«Cuando miro a mis alumnos —antes hablábamos de nuestro lugar en el mundo—, me doy cuenta de que no están seguros del lugar que ocupa el mundo en él. No saben qué va a pasar después. Todo les genera ansiedad. La mitad de lo que escriben mis alumnos, o incluso más, es ficción especulativa de un tipo u otro. Y la especulación no es que vayamos a vivir en una utopía dentro de 20 años. El ambiente, como dicen, es bastante deprimente. Es como si nos hubiéramos alejado tanto de la posibilidad de la alegría que convertirla en el tema de un libro o una historia parece casi un privilegio. Como si ya no quisiéramos tocarla».
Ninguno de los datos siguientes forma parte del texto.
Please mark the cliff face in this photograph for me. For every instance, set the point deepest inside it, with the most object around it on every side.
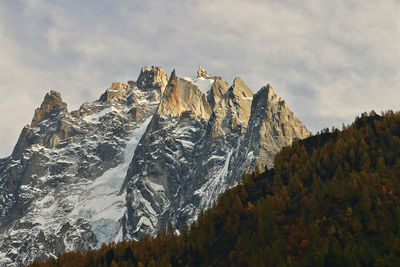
(148, 153)
(198, 144)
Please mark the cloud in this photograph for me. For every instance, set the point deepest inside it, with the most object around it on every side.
(330, 61)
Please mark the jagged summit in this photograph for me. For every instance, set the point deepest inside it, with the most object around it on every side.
(146, 154)
(151, 77)
(52, 103)
(202, 73)
(180, 96)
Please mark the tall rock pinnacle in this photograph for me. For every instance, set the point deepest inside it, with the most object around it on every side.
(151, 77)
(201, 72)
(52, 103)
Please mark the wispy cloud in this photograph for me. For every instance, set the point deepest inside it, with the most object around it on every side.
(329, 60)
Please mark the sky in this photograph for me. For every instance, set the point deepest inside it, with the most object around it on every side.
(330, 60)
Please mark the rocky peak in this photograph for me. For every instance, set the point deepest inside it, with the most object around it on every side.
(183, 96)
(264, 97)
(218, 90)
(240, 90)
(232, 113)
(201, 72)
(151, 77)
(117, 90)
(52, 103)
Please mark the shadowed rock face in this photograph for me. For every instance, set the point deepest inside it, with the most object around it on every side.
(51, 105)
(60, 190)
(146, 154)
(151, 77)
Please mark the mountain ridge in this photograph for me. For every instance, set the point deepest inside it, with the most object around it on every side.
(158, 149)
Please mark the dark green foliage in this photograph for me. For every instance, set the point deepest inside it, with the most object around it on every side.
(332, 200)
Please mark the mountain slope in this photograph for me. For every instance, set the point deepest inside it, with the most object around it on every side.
(193, 149)
(67, 170)
(146, 154)
(331, 200)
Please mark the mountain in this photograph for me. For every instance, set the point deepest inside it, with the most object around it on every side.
(331, 200)
(145, 154)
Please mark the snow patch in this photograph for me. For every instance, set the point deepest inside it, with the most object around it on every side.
(101, 202)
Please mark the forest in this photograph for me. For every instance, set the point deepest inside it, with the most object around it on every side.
(332, 199)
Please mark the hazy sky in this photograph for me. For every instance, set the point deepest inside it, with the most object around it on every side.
(331, 60)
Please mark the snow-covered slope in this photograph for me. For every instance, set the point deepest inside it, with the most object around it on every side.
(68, 169)
(146, 154)
(195, 148)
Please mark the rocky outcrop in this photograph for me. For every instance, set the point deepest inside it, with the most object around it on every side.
(233, 111)
(146, 154)
(51, 106)
(60, 190)
(201, 72)
(192, 150)
(152, 77)
(182, 96)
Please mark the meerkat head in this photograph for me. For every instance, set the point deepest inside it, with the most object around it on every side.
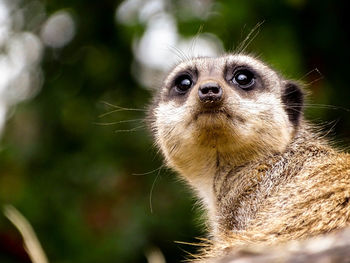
(232, 108)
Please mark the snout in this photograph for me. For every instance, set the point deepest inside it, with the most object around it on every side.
(210, 93)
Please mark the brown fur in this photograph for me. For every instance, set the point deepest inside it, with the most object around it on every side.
(262, 173)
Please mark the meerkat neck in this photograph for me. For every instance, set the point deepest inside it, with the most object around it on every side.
(233, 191)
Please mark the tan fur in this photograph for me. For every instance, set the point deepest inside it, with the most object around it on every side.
(261, 178)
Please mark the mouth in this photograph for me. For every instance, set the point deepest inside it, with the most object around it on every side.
(213, 113)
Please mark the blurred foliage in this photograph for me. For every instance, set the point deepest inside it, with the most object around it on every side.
(86, 188)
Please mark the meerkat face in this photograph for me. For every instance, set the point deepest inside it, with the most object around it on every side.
(233, 106)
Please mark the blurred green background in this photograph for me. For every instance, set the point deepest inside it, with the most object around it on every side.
(86, 188)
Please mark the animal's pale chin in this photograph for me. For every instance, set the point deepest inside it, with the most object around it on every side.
(212, 114)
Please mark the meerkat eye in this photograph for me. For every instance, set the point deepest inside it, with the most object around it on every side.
(244, 78)
(183, 83)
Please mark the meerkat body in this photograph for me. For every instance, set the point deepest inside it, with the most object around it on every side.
(233, 128)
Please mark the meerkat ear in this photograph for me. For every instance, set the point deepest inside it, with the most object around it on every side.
(293, 100)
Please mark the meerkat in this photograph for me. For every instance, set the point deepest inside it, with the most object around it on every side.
(233, 128)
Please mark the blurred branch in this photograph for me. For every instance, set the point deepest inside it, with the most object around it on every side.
(31, 242)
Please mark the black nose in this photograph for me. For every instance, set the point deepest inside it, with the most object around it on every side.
(210, 92)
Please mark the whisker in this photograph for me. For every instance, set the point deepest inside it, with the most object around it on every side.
(249, 38)
(118, 110)
(152, 188)
(311, 72)
(138, 128)
(160, 167)
(117, 122)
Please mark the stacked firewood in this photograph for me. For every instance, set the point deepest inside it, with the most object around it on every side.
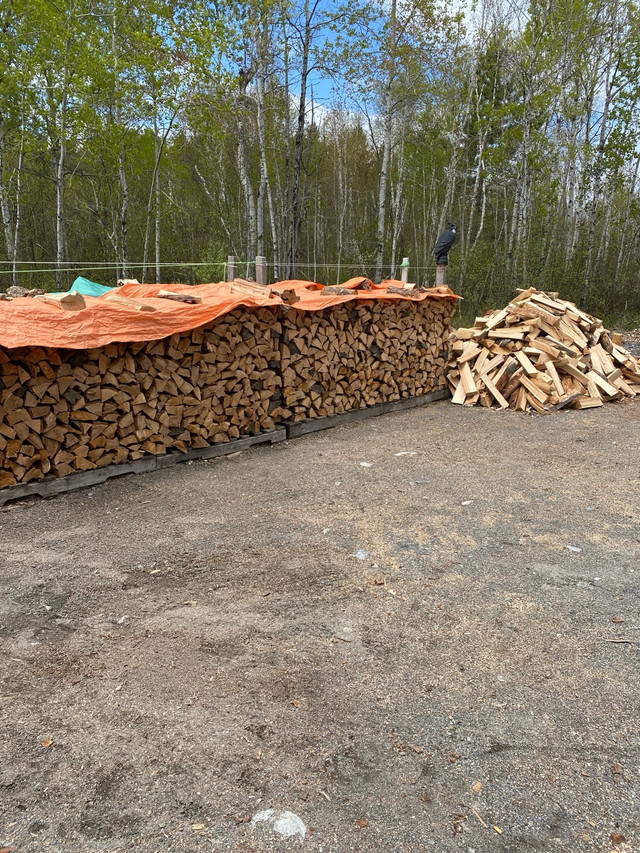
(540, 353)
(63, 411)
(359, 354)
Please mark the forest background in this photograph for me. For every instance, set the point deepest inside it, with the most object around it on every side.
(153, 139)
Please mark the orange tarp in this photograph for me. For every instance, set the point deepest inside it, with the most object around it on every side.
(31, 322)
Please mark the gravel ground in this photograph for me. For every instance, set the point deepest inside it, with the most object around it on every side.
(436, 651)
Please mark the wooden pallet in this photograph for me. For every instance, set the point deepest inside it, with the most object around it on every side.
(85, 479)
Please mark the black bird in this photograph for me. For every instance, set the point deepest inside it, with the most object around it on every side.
(444, 244)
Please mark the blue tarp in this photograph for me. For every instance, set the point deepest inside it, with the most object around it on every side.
(89, 288)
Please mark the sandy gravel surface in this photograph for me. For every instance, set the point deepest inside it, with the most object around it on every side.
(436, 651)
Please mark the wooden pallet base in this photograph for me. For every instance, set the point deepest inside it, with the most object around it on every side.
(84, 479)
(294, 430)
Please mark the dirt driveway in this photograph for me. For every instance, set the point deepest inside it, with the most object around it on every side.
(437, 650)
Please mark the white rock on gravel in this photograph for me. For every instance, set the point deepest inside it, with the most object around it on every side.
(287, 824)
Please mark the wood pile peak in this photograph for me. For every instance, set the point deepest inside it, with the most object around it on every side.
(541, 353)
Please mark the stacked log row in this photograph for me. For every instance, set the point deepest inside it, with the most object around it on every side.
(360, 354)
(63, 411)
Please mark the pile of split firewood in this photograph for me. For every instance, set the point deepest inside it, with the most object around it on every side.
(540, 353)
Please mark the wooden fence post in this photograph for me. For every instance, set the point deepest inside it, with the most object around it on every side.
(261, 269)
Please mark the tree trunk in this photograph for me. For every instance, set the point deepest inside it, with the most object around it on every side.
(5, 209)
(386, 146)
(293, 248)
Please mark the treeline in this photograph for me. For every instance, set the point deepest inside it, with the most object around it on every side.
(155, 138)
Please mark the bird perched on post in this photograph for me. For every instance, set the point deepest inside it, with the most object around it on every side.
(444, 243)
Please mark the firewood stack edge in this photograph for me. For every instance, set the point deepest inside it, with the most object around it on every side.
(540, 353)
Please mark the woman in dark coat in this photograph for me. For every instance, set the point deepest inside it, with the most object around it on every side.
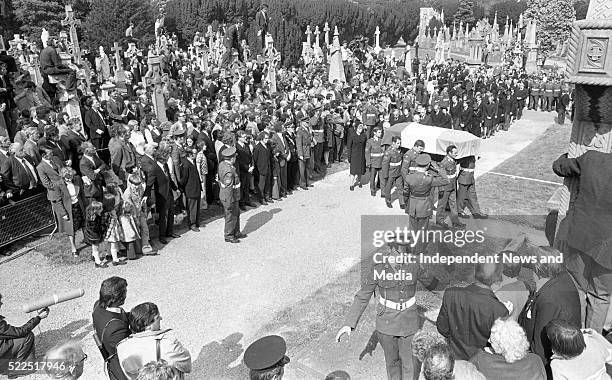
(356, 152)
(111, 323)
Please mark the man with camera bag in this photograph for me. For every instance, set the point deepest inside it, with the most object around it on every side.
(17, 343)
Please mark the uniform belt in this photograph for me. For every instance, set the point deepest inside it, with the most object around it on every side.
(419, 196)
(396, 305)
(236, 186)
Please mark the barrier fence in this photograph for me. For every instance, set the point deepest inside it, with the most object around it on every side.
(24, 218)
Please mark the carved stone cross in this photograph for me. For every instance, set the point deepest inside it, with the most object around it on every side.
(73, 22)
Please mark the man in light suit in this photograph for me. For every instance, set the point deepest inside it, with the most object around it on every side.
(160, 184)
(262, 160)
(232, 41)
(280, 150)
(191, 186)
(21, 177)
(97, 129)
(262, 19)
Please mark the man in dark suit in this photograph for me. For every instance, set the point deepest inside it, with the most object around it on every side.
(48, 172)
(262, 19)
(584, 235)
(556, 297)
(280, 150)
(467, 314)
(50, 64)
(51, 140)
(303, 141)
(71, 142)
(191, 186)
(30, 146)
(21, 177)
(213, 164)
(161, 185)
(262, 160)
(244, 163)
(562, 105)
(91, 167)
(293, 170)
(96, 127)
(232, 41)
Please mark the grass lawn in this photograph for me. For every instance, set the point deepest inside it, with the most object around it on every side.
(520, 200)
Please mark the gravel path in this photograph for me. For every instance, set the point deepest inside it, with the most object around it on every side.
(209, 291)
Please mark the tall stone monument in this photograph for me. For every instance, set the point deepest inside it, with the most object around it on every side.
(531, 47)
(155, 78)
(475, 43)
(72, 23)
(336, 67)
(590, 70)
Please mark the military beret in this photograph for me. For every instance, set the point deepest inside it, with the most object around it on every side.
(423, 160)
(180, 130)
(266, 352)
(228, 152)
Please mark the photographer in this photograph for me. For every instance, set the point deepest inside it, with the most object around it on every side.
(17, 343)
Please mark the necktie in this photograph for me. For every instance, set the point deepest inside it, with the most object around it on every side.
(33, 178)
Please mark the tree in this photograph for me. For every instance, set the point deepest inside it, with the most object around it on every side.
(508, 8)
(108, 20)
(554, 22)
(34, 15)
(465, 12)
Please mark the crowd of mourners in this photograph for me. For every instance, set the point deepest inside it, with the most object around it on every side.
(110, 171)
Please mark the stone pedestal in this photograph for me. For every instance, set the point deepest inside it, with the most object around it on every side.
(589, 67)
(531, 64)
(475, 57)
(154, 78)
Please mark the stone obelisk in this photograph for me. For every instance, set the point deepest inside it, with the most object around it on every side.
(590, 70)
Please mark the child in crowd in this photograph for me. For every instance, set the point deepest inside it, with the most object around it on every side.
(134, 194)
(113, 234)
(131, 232)
(202, 166)
(93, 233)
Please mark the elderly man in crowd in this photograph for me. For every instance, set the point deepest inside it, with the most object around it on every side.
(467, 314)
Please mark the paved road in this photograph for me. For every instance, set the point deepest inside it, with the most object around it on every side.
(210, 291)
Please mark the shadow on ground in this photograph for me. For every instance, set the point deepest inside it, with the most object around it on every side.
(258, 220)
(75, 330)
(216, 360)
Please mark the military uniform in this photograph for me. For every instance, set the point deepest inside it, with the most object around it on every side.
(417, 190)
(533, 92)
(370, 117)
(318, 137)
(520, 95)
(449, 193)
(548, 93)
(397, 318)
(466, 192)
(229, 194)
(373, 155)
(392, 173)
(556, 94)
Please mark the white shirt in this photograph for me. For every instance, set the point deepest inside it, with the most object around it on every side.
(29, 167)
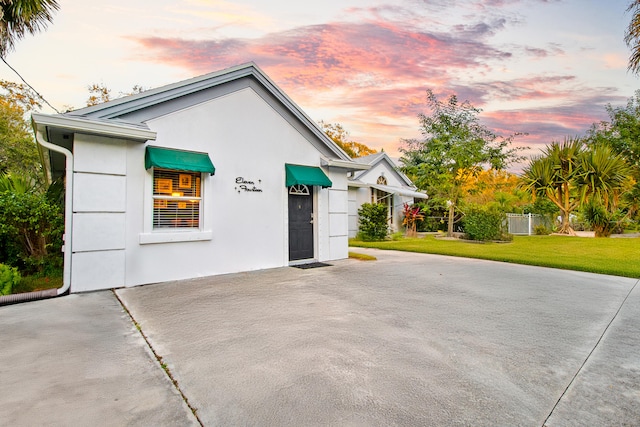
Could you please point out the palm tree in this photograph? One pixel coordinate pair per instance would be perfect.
(19, 17)
(603, 174)
(571, 176)
(632, 36)
(553, 175)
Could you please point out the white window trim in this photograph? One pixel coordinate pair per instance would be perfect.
(173, 235)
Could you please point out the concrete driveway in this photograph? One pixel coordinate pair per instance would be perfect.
(409, 339)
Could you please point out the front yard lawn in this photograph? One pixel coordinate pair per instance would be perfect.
(615, 256)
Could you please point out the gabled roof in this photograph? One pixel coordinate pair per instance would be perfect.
(122, 110)
(374, 159)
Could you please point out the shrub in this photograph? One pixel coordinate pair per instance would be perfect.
(9, 277)
(373, 222)
(31, 231)
(541, 230)
(484, 224)
(412, 215)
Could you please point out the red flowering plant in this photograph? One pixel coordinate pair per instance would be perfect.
(412, 214)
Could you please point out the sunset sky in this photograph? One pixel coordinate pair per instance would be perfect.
(545, 67)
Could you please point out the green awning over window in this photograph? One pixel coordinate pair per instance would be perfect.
(167, 158)
(306, 175)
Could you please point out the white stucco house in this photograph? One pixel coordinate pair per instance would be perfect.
(383, 183)
(217, 174)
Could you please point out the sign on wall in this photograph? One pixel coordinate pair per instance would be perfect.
(247, 186)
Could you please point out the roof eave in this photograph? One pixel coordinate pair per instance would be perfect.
(116, 130)
(350, 165)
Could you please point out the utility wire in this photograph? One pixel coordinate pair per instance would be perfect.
(30, 87)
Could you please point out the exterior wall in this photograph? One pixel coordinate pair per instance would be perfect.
(358, 196)
(382, 168)
(99, 203)
(245, 138)
(338, 217)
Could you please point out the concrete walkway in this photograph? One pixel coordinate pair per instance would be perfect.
(409, 339)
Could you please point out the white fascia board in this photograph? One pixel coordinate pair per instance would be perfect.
(357, 184)
(344, 164)
(118, 130)
(400, 191)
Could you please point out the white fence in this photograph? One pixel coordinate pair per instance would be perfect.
(525, 223)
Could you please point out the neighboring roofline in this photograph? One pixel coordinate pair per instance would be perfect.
(409, 192)
(131, 103)
(95, 127)
(349, 165)
(386, 157)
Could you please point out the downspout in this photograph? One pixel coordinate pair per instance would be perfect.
(68, 209)
(68, 218)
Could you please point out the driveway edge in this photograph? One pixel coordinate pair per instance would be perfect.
(164, 367)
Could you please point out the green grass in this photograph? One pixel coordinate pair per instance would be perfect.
(618, 257)
(33, 283)
(361, 257)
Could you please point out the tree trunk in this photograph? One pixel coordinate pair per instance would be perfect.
(565, 227)
(452, 210)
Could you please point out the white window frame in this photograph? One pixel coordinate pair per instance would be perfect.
(171, 235)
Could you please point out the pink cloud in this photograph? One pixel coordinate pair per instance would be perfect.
(373, 75)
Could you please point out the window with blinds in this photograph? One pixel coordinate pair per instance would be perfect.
(176, 199)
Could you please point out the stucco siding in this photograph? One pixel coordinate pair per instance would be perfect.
(247, 140)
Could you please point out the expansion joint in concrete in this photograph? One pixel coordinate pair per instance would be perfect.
(564, 392)
(162, 364)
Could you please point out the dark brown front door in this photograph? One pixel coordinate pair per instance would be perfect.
(300, 226)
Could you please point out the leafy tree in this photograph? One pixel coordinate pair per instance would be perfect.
(30, 231)
(341, 137)
(496, 188)
(18, 152)
(454, 147)
(21, 17)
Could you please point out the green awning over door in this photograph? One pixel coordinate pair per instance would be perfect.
(181, 160)
(306, 175)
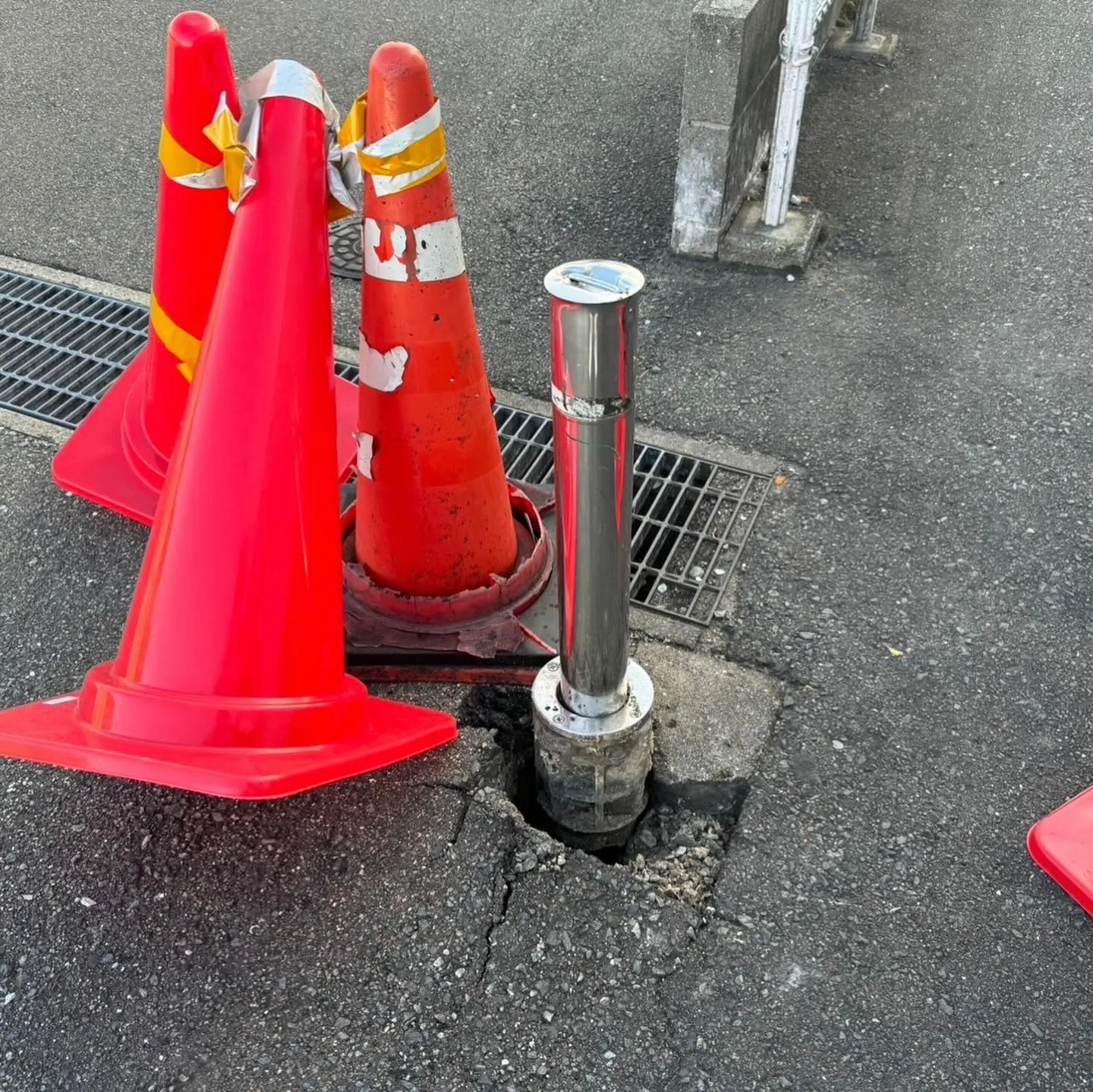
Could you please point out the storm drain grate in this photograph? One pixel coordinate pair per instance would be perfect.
(345, 248)
(691, 521)
(60, 348)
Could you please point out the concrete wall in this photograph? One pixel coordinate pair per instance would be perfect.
(729, 96)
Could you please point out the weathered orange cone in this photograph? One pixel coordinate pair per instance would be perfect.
(434, 516)
(230, 678)
(118, 457)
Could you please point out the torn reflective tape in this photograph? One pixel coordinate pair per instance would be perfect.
(382, 371)
(437, 252)
(365, 448)
(238, 139)
(187, 169)
(223, 131)
(181, 345)
(404, 159)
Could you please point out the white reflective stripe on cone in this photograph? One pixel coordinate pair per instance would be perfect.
(382, 371)
(365, 447)
(437, 252)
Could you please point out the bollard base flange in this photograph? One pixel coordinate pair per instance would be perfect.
(591, 771)
(879, 49)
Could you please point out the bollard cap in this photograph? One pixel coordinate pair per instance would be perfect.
(594, 282)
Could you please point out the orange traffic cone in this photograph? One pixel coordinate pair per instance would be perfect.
(433, 515)
(230, 677)
(118, 456)
(447, 553)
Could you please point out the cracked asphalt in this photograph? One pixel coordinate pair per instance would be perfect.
(921, 585)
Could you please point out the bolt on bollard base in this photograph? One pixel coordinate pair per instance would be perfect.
(591, 771)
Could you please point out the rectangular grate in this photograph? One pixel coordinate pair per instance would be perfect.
(60, 348)
(691, 521)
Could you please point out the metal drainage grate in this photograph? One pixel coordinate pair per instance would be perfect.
(691, 523)
(60, 348)
(345, 248)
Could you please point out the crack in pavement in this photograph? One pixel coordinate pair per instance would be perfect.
(503, 886)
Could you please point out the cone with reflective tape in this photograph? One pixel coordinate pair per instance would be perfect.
(118, 456)
(434, 518)
(230, 678)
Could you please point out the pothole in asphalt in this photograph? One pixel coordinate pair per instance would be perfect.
(677, 846)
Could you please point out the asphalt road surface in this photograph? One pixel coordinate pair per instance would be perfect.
(877, 924)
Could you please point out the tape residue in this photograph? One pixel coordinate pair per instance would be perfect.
(383, 371)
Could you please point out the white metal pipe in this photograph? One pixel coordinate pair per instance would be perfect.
(798, 49)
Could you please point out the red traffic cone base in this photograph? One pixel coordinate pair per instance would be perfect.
(1061, 844)
(119, 454)
(376, 734)
(111, 461)
(230, 677)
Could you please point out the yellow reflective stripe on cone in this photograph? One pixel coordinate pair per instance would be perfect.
(187, 169)
(176, 340)
(404, 159)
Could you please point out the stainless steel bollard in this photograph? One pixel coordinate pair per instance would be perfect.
(593, 704)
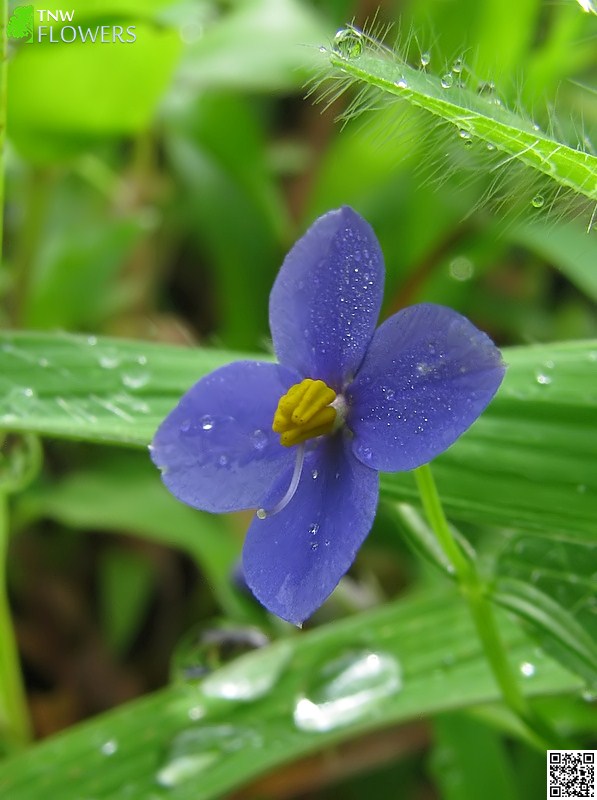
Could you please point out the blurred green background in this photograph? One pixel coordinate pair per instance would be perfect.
(152, 190)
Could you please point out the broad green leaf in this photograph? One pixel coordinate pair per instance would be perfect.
(470, 761)
(403, 661)
(125, 582)
(527, 463)
(85, 90)
(263, 45)
(358, 58)
(553, 589)
(120, 494)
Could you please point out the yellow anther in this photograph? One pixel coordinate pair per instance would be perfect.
(304, 412)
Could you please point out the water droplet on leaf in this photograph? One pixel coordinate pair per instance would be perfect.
(250, 676)
(348, 43)
(195, 749)
(346, 689)
(204, 649)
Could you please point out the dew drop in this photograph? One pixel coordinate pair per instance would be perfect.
(108, 361)
(258, 439)
(347, 689)
(204, 649)
(348, 43)
(135, 379)
(206, 422)
(527, 669)
(250, 676)
(109, 748)
(194, 750)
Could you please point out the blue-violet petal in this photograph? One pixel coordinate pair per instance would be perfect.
(325, 301)
(216, 449)
(427, 376)
(294, 559)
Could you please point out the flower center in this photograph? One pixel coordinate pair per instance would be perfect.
(304, 412)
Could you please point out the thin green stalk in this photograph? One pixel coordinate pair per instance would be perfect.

Con la cultura andaluza y el botellón como mito-referente:
«Si vas a la región más pobre de España, la vida es hermosa. No digo que esté completamente libre de pobreza, pero los lazos comunitarios son muy fuertes. Se celebran con entusiasmo las cosas que alegran a la gente, ya sea el vino, una buena comida al mediodía o que la gente tenga relaciones sexuales, hable de ello y lo disfrute. Aman su cultura, aunque, estadísticamente, ganan la mitad que Mississippi. No importa. Son tres, cuatro, cinco, seis, ocho veces más ricos que nosotros en casi todos los demás aspectos».
«Solo tienes que ser un poco menos xenófobo y descubrir qué es lo que realmente te importa. ¿Es tener una mansión de 370 metros cuadrados, de la cual ni siquiera ves la mitad? ¿O es sentarte con amigos, hacer botellón y disfrutar de su compañía?».